Amérique centrale : Etat de droit et société civile en danger
Autoritarisme, concentration des pouvoirs, lois restrictives, criminalisation et réduction de l’espace de la société civile, contrôle du pouvoir judiciaire… L’Etat de droit et les droits fondamentaux régressent en Amérique centrale.
Sentiments partagés en Amérique centrale suite aux deux élections récentes. Alors que l’élection présidentielle du 7 novembre 2021 au Nicaragua, tronquée du fait de l’incarcération ou de l’exil des principaux opposants, a permis au président Ortega d’entamer un quatrième mandat, le Honduras a voté, le 28 novembre 2021, en faveur d’une nouvelle présidente de gauche, Xiomara Castro (l’épouse de l’ancien Président Manuel Zelaya qui avait été victime d’un coup d’Etat en 2009). Après 12 ans de gouvernements corrompus et conservateurs, le Honduras sera-t-il le seul pays d’Amérique centrale, avec le Costa Rica, à pouvoir enrayer cette tendance au délitement démocratique qui se joue dans la région ? Rapide tour d’horizon de quatre pays les plus en danger en Amérique centrale.
Honduras : L’espoir
Le Honduras est gangrené par un niveau élevé de violence, notamment dû aux gangs, et par une corruption systématique [1]. Depuis le coup d’État de 2009 et avec les gouvernements qui se sont succédé, la politique économique hondurienne s’est alignée sur les diktats des « ajustements structurels » imposés par les institutions financières internationales. Le modèle économique dépendant des exportations de ressources naturelles et de l’agro-business exige plus d’accès aux terres et territoires, et les populations paysannes et indigènes en font les frais. Selon l’ONG Peace Brigades International (PBI) [2], « le processus d’octroi de concessions sur les territoires honduriens à des entreprises nationales et internationales, qui a débuté au début de cette décennie, a donné lieu à 302 concessions minières couvrant 2 173 km2 ». Le Honduras est un des pays les plus inégalitaires en termes de concentration des terres. Conséquences directes : d’une part, l’augmentation des conflits [3] et de la répression des mobilisations sociales, et d’autre part, l’augmentation depuis 2018 des flux migratoires, principalement vers les États-Unis [4]. Dans ce pays où l’accès à la terre est extrêmement compliqué pour les femmes, ces dernières sont particulièrement touchées par les violences liées à leurs luttes pour la récupération de leurs terres. Selon PBI, 1 232 attaques contre les femmes défenseuses, leurs familles et leurs organisations ont été enregistrées entre 2016 et 2017 [5]. Dans le même temps, le budget de l’État pour la défense et la sécurité a plus que doublé entre 2011 et 2018 [6].

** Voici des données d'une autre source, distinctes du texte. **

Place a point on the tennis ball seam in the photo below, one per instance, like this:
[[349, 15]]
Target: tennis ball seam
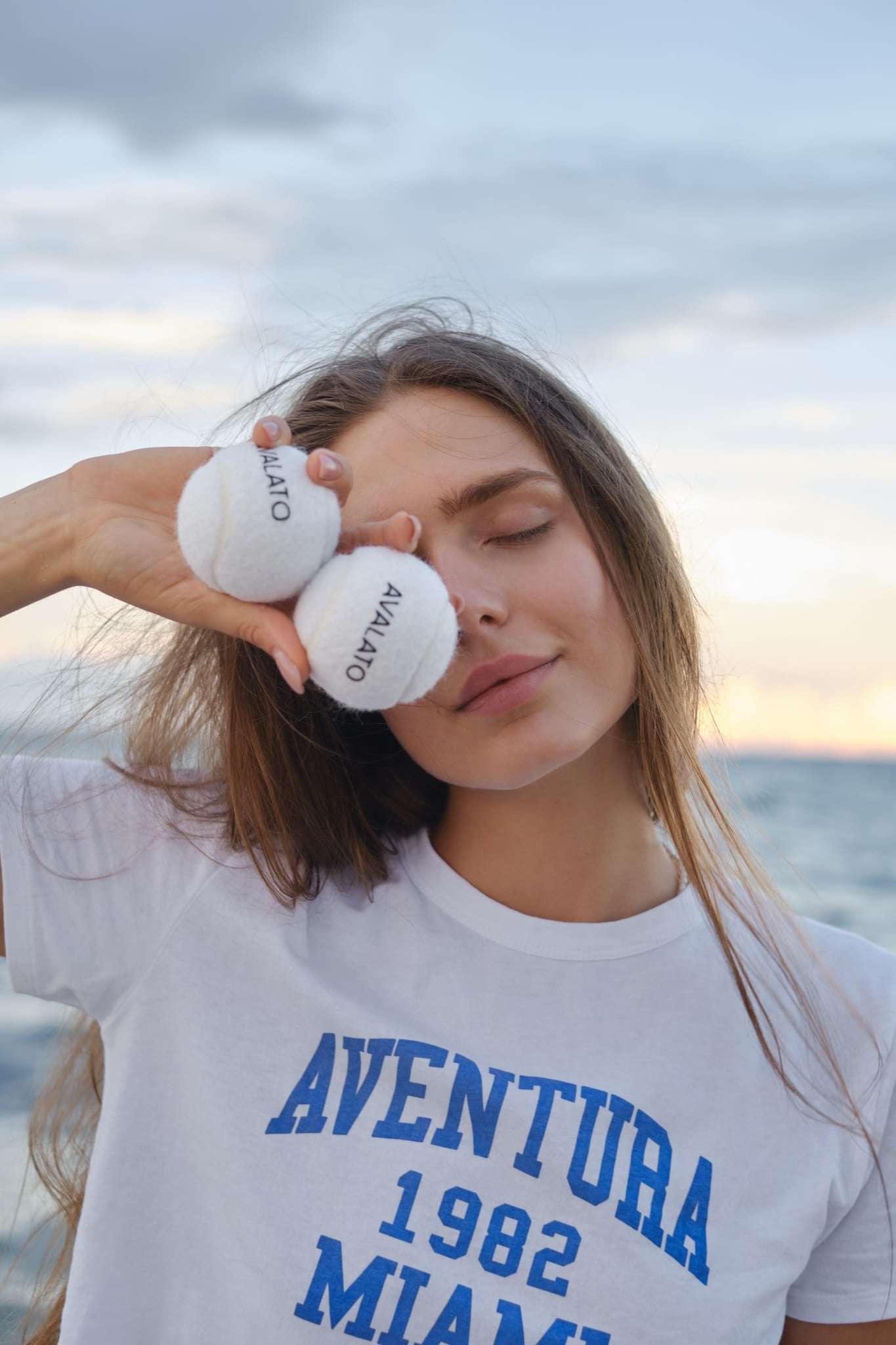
[[436, 634], [226, 514]]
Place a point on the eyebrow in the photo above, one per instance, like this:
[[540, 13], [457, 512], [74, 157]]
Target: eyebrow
[[482, 491]]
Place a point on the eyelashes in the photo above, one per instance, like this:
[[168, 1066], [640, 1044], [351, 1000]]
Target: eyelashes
[[519, 539], [505, 540]]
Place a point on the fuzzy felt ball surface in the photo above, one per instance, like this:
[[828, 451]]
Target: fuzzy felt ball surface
[[378, 627], [253, 523]]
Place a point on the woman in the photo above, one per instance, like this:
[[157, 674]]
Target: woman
[[521, 1071]]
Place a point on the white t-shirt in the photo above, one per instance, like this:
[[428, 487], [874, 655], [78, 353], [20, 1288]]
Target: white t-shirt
[[429, 1118]]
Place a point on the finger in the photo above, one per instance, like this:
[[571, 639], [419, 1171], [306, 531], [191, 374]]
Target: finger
[[400, 531], [272, 431], [320, 462], [268, 626]]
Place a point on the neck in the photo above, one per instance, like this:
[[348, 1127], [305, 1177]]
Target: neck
[[578, 844]]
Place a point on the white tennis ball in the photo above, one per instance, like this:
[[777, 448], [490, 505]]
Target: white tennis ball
[[253, 523], [378, 627]]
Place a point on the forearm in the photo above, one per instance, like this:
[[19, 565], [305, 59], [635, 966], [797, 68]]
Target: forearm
[[35, 542]]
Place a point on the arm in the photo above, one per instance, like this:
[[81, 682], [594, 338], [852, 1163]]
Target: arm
[[857, 1333], [35, 556], [35, 542]]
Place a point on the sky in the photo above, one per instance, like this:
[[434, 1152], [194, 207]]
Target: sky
[[689, 210]]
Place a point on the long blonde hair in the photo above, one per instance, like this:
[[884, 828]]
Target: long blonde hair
[[221, 704]]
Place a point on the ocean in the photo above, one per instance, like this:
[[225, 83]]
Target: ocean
[[825, 829]]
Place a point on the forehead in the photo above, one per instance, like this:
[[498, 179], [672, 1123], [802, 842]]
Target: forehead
[[423, 443]]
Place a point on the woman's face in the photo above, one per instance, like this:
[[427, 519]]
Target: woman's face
[[544, 596]]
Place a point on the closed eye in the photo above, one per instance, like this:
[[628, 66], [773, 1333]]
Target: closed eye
[[515, 539]]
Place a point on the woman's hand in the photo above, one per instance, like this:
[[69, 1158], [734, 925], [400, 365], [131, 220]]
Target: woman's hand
[[127, 542]]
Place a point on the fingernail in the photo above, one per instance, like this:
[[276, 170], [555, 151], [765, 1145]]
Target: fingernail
[[330, 467], [289, 671], [417, 527]]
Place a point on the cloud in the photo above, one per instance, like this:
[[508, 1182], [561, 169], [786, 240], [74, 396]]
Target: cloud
[[169, 70], [637, 252]]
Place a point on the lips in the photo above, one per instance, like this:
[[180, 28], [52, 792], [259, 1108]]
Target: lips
[[499, 670]]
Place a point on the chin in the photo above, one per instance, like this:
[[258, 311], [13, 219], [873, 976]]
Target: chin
[[504, 759]]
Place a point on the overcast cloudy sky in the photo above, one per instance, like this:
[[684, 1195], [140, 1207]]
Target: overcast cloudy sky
[[689, 208]]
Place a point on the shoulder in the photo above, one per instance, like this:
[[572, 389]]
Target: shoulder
[[864, 969]]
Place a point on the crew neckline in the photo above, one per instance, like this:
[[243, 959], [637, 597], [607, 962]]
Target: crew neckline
[[572, 940]]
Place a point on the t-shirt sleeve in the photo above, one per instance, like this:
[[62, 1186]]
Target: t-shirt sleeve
[[93, 880], [849, 1275]]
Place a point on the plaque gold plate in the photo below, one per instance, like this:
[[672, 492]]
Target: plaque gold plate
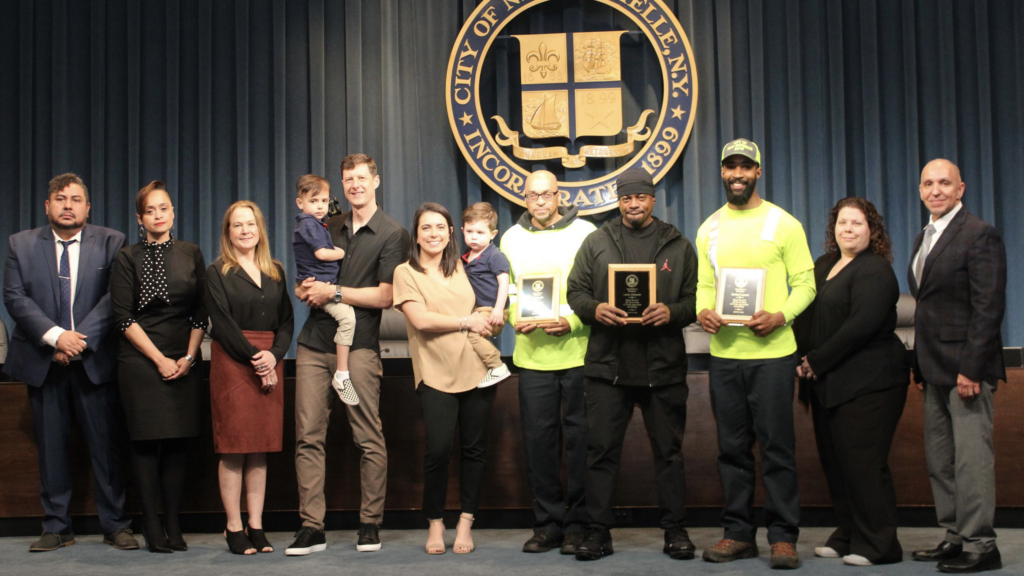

Selon Gustavo Irias du Centre d’études pour la démocratie (CESPAD), ce qui caractérise également ces dernières décennies, c’est la remilitarisation de l’Etat et de la société, la concentration des pouvoirs au sein de l’exécutif (autocratie électorale) et la privatisation des biens publics communs [7]. La reprise du contrôle du pouvoir par les élites depuis 2009 est passée, entre autres, par une série de lois ou décrets. Par exemple, la loi instaurant le « Conseil national de défense et de sécurité » qui transpose de facto les matières de sécurité vers les institutions militaires, ou la loi pour « l’optimalisation de l’administration publique », qui permet la délégation de certaines prérogatives du Congrès national vers le pouvoir exécutif.

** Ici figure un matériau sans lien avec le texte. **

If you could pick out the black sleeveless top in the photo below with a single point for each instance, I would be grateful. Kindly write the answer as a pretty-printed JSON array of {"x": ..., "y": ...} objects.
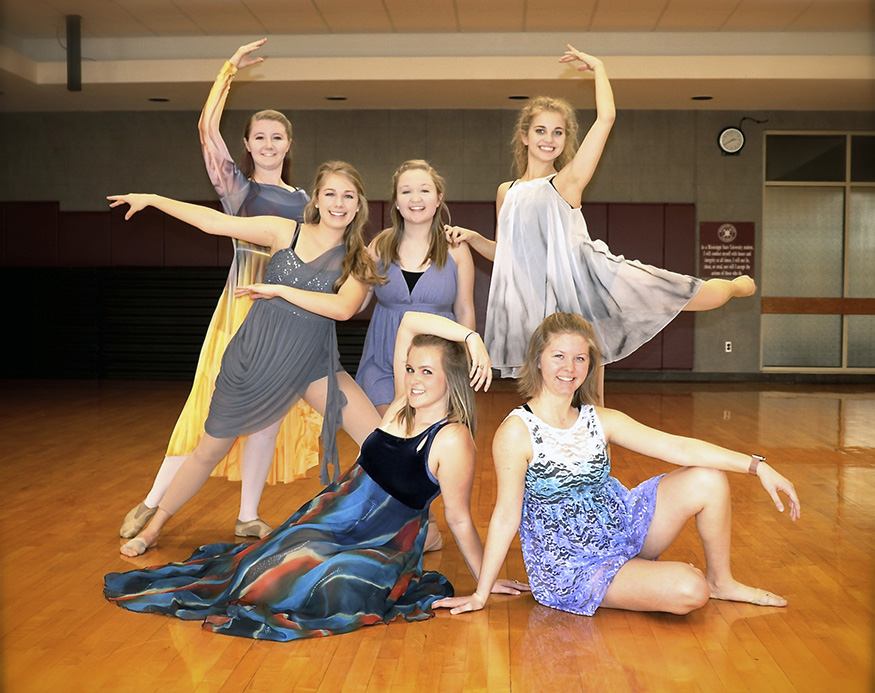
[{"x": 400, "y": 465}]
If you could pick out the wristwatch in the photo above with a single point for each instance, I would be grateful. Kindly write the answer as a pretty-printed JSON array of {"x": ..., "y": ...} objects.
[{"x": 754, "y": 463}]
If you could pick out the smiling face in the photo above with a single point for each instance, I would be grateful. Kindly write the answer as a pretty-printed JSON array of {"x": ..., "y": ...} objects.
[
  {"x": 337, "y": 201},
  {"x": 268, "y": 143},
  {"x": 564, "y": 363},
  {"x": 417, "y": 196},
  {"x": 545, "y": 138},
  {"x": 425, "y": 381}
]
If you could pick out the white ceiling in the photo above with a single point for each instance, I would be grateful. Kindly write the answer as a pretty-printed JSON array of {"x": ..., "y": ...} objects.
[{"x": 746, "y": 54}]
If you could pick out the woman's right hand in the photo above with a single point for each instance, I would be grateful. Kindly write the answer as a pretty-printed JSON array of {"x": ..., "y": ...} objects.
[
  {"x": 456, "y": 235},
  {"x": 481, "y": 366},
  {"x": 242, "y": 59},
  {"x": 590, "y": 62},
  {"x": 459, "y": 605},
  {"x": 136, "y": 201}
]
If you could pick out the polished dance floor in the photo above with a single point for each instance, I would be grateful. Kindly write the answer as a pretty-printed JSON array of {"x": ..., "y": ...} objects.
[{"x": 77, "y": 455}]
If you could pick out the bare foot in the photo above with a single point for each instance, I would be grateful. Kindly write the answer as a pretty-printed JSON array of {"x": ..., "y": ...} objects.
[
  {"x": 137, "y": 546},
  {"x": 744, "y": 286},
  {"x": 736, "y": 592}
]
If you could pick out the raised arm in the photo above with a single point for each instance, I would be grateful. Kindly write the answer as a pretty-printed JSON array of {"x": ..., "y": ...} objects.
[
  {"x": 220, "y": 165},
  {"x": 463, "y": 306},
  {"x": 691, "y": 452},
  {"x": 414, "y": 323},
  {"x": 571, "y": 180},
  {"x": 273, "y": 232},
  {"x": 511, "y": 452}
]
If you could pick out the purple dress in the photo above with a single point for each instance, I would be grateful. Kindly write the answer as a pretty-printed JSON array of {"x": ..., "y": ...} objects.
[
  {"x": 579, "y": 524},
  {"x": 435, "y": 292}
]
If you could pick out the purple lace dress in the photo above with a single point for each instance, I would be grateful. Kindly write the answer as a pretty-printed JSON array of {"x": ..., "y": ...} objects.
[{"x": 579, "y": 524}]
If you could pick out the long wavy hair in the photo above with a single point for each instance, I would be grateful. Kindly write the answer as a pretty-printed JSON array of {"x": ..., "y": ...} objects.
[
  {"x": 357, "y": 261},
  {"x": 530, "y": 382},
  {"x": 388, "y": 240},
  {"x": 460, "y": 400},
  {"x": 247, "y": 165},
  {"x": 538, "y": 105}
]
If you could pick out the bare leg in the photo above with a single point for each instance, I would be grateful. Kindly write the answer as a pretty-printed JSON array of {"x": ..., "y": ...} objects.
[
  {"x": 642, "y": 585},
  {"x": 360, "y": 417},
  {"x": 169, "y": 467},
  {"x": 141, "y": 513},
  {"x": 255, "y": 466},
  {"x": 188, "y": 481},
  {"x": 716, "y": 292}
]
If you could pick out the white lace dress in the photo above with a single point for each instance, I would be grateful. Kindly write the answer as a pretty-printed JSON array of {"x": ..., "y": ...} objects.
[{"x": 579, "y": 524}]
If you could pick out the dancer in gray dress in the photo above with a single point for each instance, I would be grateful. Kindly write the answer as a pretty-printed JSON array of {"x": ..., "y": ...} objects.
[
  {"x": 545, "y": 260},
  {"x": 587, "y": 541},
  {"x": 258, "y": 187},
  {"x": 286, "y": 349}
]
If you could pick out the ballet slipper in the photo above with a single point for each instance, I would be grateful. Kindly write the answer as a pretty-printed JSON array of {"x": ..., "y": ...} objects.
[
  {"x": 253, "y": 528},
  {"x": 135, "y": 520},
  {"x": 138, "y": 545}
]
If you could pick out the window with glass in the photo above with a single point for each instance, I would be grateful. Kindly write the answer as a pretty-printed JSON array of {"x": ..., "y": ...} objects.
[{"x": 818, "y": 252}]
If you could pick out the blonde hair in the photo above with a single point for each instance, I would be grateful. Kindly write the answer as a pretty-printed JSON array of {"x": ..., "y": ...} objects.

En 2019, le gouvernement a promulgué des décrets qui pourraient mener à une tentative de privatisation et d’offensive sur la stabilité du travail dans les secteurs de la santé et de l’éducation, ce qui a suscité de nombreuses manifestations. De même, en janvier 2021, le parlement a voté une réforme de la Constitution qui renforce dans la loi organique l’interdiction totale de l’interruption volontaire de grossesse et du mariage de personnes de même sexe. Ces interdictions étaient déjà dans la Constitution, mais ce vote récent bétonne cette décision, en obligeant dès lors d’atteindre les trois quarts des voix du Congrès pour permettre toute possibilité de réforme dans le futur.
Dans ce contexte, les filles et femmes les plus précarisées seront une nouvelle fois les victimes d’avortements effectués dans de mauvaises conditions et seront la cible de répressions, tout comme les organisations de défenses des droits des femmes. Dernier exemple : la promulgation en 2020 du nouveau code pénal, qui criminalise la liberté d’expression. Celui-ci contient en effet des aspects concernant le « délit de calomnie », de diffamation, de liberté de réunion ou d’association, « d’association terroriste », etc., qui sont suffisamment vagues pour permettre la criminalisation de n’importe quelle manifestation et pourraient mener à faire taire tous types d’opinions contradictoires.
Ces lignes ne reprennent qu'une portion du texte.